Acadia Pharmaceuticals Inc. is hoping to keep the momentum going after better-than-expected results from a clinical trial for its schizophrenia drug made its stock price double.

The firm is seeking a large pharmaceutical partner to help it garner a chunk of the $15 billion schizophrenia drug market.

Chief Executive Officer Uli Hacksell said a big-pharma partner would help boost Acadia’s drug, known as ACP-103, as it moves into third stage human clinical trials , the last required tests before consideration from the Food and Drug Administration.

Success comes two ways in the biotech world , sporadically, as in the case of positive clinical trial news, and finally, with federal approval, said Steve Brozak, a New York-based analyst with San Diego-based WBB Securities.

Acadia stock, which trades as ACAD on Nasdaq, more than doubled to $14.55 from $6.69 in the two days following the March 19 phase two clinical results announcement, with a high of $15.84 on March 20.

The trial showed that ACP-103 works faster and has fewer side effects, such as weight gain, than currently approved drugs for schizophrenia.

Since the 1990s, the FDA has approved at least five drugs that treat schizophrenia, which affects 1 percent of the world’s population, including 2 million Americans.

“Large pharma needs small pharma because there ain’t nothin’ in the pipeline,” Brozak said, referring to drug development pipelines of large pharmaceutical companies. “This professes to the fact that people are putting two and two together.”

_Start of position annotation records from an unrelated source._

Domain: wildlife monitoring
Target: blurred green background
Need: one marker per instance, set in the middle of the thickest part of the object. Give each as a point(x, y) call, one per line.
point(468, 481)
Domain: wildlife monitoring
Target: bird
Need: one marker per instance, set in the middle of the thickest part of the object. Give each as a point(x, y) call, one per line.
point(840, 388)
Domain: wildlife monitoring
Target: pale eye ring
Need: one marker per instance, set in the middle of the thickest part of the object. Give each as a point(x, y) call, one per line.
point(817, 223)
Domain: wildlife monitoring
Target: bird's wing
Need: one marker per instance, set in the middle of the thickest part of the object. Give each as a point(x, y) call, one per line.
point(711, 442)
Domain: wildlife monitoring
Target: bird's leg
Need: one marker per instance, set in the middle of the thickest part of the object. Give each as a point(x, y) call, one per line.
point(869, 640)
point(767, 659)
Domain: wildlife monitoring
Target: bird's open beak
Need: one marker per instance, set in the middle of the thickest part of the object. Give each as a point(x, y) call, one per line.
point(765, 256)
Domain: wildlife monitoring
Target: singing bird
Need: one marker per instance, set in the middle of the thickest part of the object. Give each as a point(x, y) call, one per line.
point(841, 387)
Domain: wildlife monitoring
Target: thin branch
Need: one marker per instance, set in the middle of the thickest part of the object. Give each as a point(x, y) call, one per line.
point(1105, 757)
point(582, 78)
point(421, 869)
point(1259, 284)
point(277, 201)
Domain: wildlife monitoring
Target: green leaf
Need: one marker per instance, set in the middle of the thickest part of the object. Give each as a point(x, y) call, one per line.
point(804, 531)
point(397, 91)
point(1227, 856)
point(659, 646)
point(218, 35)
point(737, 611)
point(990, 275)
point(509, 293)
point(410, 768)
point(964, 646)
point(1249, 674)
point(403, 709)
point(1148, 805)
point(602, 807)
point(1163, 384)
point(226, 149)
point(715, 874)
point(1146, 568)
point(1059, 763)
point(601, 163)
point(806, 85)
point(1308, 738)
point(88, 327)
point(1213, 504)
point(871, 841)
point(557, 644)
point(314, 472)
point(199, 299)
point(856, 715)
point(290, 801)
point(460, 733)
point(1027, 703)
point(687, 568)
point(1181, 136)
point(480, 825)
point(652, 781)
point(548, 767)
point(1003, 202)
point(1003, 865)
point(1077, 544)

He said development stage companies such as Acadia need partners for validation and money.

A New Story

But Acadia has a story to tell that’s all its own, says Eun Yang, a New York-based biotech analyst with Jeffries & Co.

Yang has been highly accurate in predicting Acadia’s stock performance, according to Yahoo Finance. Still, she says, aside of a couple of jumps, “Their stock price is still where it was a year ago.”

To Acadia’s credit, it has multiple compounds in its pipeline, whereas many biotechs today have just one good drug candidate.

The company’s compound for schizophrenia is also in phase two trials for Parkinson’s disease psychosis and in a proof of concept study for insomnia.

The multiple potential uses for ACP-103 increases its odds of getting approved for something, analysts agreed.

Multiple Eggs In Multiple Baskets

Acadia plans to begin phase two trials for a separate treatment for schizophrenia, ACP-104, this year. That one targets the cognitive problems associated with the disease.

The business partners with Irvine-based Allergan Inc., the maker of Botox, on two pain drugs, and an additional one for glaucoma.

Acadia has 100 employees in San Diego and 40 in Sweden.

CEO Hacksell, who was born in Sweden, came to Acadia in 1999 as executive vice president of drug discovery and was in charge of the Swedish unit, though he was based in San Diego. He formerly held similar positions with Astra, which merged in the late 1990s with Zeneca to form AstraZeneca, one of the world’s largest pharmaceutical companies.

When asked which of Acadia’s many drugs he thinks will succeed first, Hacksell is noncommittal.

“When it comes to my children, I never want to choose between them,” Hacksell said.

Acadia develops all of its drugs internally , unusual in an age where an increasing number of biotechs are actually “specialty pharmaceutical” companies, which means they license drugs from other companies.